As we were driving to our hotel, many thoughts crowded my mind. The academic in me thought how this temple constitutes a perfect example of the Buddhist-Shintō synthesis that defies our conceptions of tradition and religion. It also exemplifies the diversity of Buddhism as its practices have almost nothing in common with the teachings of Buddha and the great thinkers of the Japanese Buddhist tradition. As a philosopher, I examined the worldview underlying all those practices. Most of them seem to imply that the spirits of the departed stick around on this earth, albeit in a very barren place, until they have cast off all attachments to and entanglements with our world. It seems to be the belief that only when suffering, unhappiness and clinging to the pleasures our life can bring are overcome, is freedom possible. Only then, the spirits are free to cross over to the other shore.
But most of all, I realize that, in our daily life, we avoid thinking about death and relegate it to the graveyard and, if you are a Roman Catholic, November 2. Those rituals practiced on Mt. Osore may not be the ones we would want to practice, and may even be at odds with our belief systems, but they do remind us that death is a part of life. That even after death, the departed continue to affect us. As much as we would like it to be, death cannot be exorcised from our daily activities. It can be denied and ignored, but it cannot be avoided. Martin Heidegger, German philosopher, observed that all our obsessions with "having fun" and small talk at parties–today he would add the use of cell phone and our constant need to be surrounded by noise–are a pathological attempt to ignore the reality of death. And yet, the way we deal with death and the way we remember the dead informs and shapes our lives. Heidegger suggested that an awareness of death is the necessary condition for an authentic life.

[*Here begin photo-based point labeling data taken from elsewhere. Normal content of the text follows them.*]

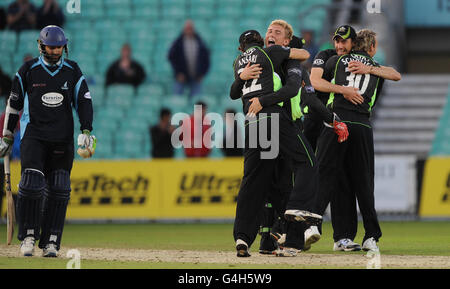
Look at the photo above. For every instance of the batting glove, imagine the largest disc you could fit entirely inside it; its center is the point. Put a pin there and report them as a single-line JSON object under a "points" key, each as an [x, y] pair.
{"points": [[6, 145], [86, 144], [340, 128]]}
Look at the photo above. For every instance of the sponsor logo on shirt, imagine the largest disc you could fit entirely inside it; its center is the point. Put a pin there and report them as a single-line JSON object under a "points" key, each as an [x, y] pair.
{"points": [[14, 96], [52, 99], [295, 71], [318, 62]]}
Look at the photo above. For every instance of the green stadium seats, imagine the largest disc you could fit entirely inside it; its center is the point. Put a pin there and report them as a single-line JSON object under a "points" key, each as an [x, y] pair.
{"points": [[123, 90], [104, 123], [144, 113], [118, 100], [98, 95], [152, 90], [177, 103], [145, 3], [8, 41], [202, 12]]}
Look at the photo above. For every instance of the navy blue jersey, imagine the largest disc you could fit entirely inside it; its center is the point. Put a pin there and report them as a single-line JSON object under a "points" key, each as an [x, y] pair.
{"points": [[47, 95]]}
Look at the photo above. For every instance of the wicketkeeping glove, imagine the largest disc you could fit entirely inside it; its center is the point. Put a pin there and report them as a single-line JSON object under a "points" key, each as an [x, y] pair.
{"points": [[340, 128], [6, 145], [86, 144]]}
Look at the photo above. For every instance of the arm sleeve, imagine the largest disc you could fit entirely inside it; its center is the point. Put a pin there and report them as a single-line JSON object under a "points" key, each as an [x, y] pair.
{"points": [[236, 88], [82, 101], [15, 101], [310, 99], [277, 54], [330, 67], [320, 60], [289, 90]]}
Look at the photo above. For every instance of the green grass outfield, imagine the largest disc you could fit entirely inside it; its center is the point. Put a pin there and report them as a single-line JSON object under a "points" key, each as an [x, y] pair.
{"points": [[399, 238]]}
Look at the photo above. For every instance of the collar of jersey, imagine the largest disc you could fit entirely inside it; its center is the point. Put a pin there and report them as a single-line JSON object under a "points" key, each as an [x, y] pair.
{"points": [[250, 48], [42, 63]]}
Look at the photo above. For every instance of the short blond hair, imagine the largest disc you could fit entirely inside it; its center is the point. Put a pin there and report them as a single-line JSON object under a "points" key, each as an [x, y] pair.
{"points": [[365, 39], [287, 27]]}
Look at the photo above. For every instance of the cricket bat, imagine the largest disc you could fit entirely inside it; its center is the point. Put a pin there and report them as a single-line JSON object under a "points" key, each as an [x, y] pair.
{"points": [[11, 214]]}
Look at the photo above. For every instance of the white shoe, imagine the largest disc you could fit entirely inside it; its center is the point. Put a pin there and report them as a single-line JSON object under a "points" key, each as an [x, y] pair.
{"points": [[242, 248], [346, 245], [370, 245], [312, 235], [27, 246], [50, 251], [287, 252], [300, 216], [282, 240]]}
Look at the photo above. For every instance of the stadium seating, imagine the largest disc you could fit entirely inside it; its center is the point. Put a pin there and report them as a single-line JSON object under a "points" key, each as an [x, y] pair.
{"points": [[97, 34]]}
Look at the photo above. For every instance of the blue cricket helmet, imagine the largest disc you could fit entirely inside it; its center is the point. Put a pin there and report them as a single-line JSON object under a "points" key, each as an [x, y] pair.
{"points": [[52, 35]]}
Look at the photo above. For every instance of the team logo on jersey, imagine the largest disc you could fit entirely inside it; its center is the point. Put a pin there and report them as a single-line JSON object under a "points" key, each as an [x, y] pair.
{"points": [[318, 62], [52, 99], [14, 96]]}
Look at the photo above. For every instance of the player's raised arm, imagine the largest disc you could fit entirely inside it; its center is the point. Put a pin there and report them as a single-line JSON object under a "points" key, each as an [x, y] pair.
{"points": [[385, 72], [289, 90], [299, 54]]}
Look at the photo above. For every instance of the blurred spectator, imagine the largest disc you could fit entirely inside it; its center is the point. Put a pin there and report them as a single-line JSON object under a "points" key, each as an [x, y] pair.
{"points": [[232, 131], [328, 44], [189, 144], [189, 58], [125, 70], [5, 85], [2, 18], [21, 15], [161, 136], [310, 46], [50, 14], [27, 57]]}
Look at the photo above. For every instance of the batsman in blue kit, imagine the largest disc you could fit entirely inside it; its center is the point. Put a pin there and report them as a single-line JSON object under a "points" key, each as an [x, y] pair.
{"points": [[47, 89]]}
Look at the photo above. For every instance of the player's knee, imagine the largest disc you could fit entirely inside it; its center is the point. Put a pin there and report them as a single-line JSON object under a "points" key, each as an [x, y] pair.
{"points": [[32, 184], [59, 184]]}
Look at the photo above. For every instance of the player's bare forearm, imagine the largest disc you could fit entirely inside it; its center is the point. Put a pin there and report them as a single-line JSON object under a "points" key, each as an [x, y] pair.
{"points": [[326, 86], [299, 54], [314, 104], [386, 72]]}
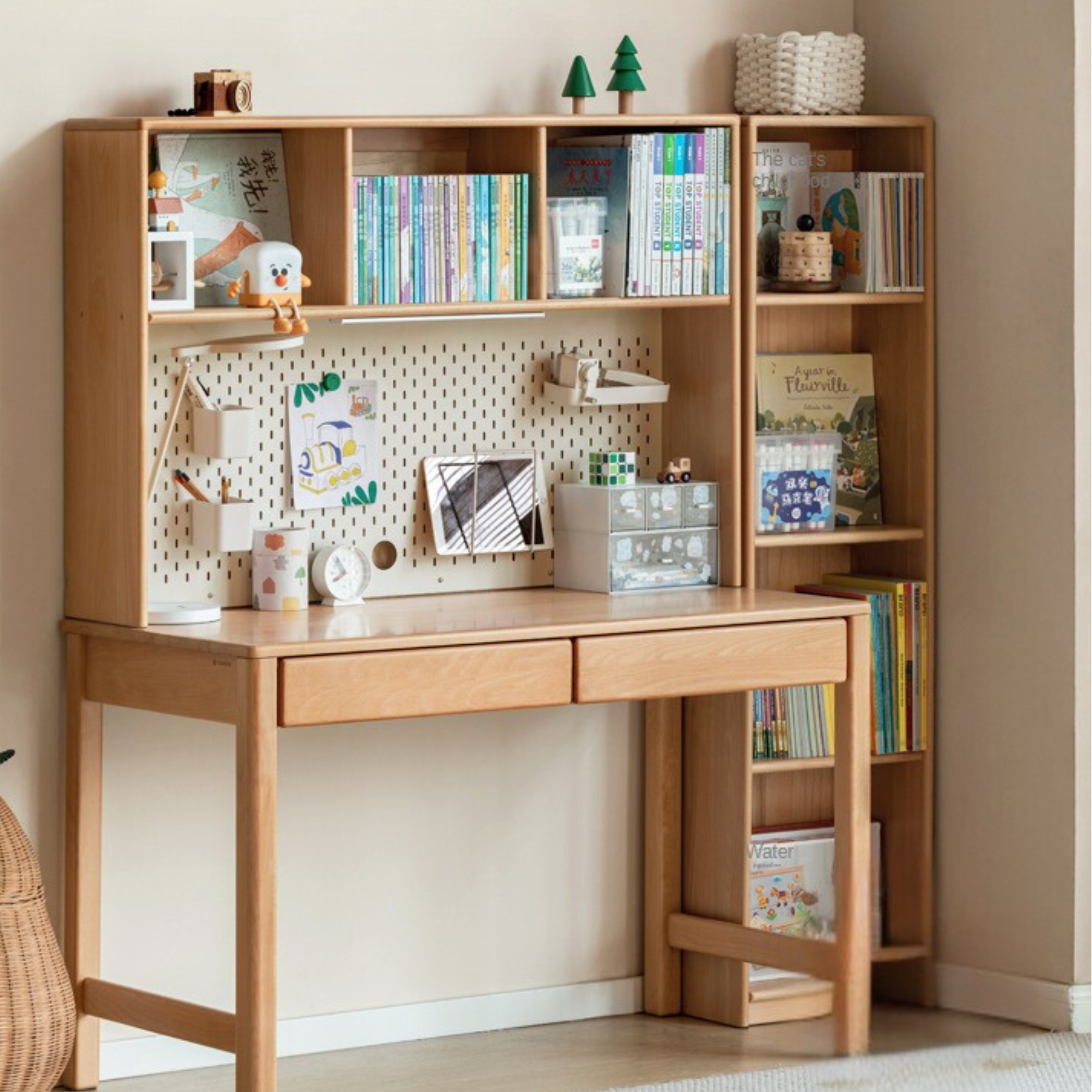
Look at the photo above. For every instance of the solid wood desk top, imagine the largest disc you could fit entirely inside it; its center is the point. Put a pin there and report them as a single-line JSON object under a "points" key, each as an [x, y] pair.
{"points": [[474, 618]]}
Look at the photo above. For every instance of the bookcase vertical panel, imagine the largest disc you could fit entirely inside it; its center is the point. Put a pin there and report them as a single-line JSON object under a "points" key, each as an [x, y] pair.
{"points": [[105, 376]]}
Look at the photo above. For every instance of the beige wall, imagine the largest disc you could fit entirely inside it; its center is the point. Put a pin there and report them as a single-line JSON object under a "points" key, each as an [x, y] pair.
{"points": [[1012, 770], [502, 850]]}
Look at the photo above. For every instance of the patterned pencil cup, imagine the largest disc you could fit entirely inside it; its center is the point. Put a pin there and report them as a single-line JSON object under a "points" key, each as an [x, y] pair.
{"points": [[225, 434], [221, 528], [612, 467], [280, 569]]}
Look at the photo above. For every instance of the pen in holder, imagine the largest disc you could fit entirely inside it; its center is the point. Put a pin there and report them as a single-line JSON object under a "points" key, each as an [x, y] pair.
{"points": [[221, 526], [224, 434]]}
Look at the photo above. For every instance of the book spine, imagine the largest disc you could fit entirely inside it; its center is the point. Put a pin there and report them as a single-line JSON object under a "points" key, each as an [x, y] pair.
{"points": [[462, 246], [679, 199], [526, 236], [406, 232], [688, 213], [656, 228], [358, 240]]}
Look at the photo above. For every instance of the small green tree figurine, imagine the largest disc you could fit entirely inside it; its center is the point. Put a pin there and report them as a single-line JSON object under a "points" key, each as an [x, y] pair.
{"points": [[579, 86], [626, 80]]}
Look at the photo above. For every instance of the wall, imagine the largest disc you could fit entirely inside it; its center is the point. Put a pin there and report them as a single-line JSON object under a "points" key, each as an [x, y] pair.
{"points": [[1012, 771], [504, 850]]}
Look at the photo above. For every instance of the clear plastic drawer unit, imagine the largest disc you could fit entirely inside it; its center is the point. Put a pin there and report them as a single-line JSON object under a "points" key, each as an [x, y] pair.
{"points": [[639, 537]]}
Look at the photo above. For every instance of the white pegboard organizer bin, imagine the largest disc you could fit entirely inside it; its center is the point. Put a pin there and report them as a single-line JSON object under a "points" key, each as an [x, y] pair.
{"points": [[228, 433], [800, 73], [222, 529], [441, 390]]}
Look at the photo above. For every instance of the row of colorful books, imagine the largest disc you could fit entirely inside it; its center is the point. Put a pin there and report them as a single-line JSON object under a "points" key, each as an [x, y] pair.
{"points": [[900, 675], [668, 198], [875, 218], [794, 722], [440, 238]]}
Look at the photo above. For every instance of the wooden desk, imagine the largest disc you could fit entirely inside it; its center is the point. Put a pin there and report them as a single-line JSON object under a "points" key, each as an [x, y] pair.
{"points": [[429, 655]]}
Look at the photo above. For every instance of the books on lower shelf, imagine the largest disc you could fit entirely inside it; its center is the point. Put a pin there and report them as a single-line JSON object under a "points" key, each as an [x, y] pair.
{"points": [[794, 722], [875, 218], [900, 675], [792, 887], [440, 238], [668, 222]]}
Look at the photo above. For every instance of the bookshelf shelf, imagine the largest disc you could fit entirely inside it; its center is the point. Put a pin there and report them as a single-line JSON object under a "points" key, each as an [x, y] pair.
{"points": [[846, 536], [838, 298], [768, 766], [411, 311]]}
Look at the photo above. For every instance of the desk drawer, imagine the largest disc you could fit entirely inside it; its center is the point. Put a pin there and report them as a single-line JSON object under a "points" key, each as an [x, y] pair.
{"points": [[709, 661], [377, 686]]}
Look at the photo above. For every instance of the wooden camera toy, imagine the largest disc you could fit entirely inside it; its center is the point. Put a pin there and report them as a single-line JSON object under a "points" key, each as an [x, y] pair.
{"points": [[222, 93]]}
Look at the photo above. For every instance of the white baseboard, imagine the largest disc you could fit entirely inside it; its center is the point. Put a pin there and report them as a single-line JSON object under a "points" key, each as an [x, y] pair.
{"points": [[1053, 1005], [341, 1031]]}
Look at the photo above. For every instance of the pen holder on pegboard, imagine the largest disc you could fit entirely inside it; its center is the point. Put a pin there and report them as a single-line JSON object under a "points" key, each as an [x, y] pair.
{"points": [[221, 526], [229, 433]]}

And Dōgen, the founder of the Sōtō Buddhism, to which Osorezan Bodaiji belongs, suggested that a self-aware life requires three ingredients: "do not commit evil, be not attached to life and death, be compassionate to all sentient beings–nothing else is necessary" (Dōgen, Shōbōgenzō Shōji). In other words, if we see life and death as natural, we can cultivate compassion and we can become self-aware. The practices of Mt. Osore reminded me of that.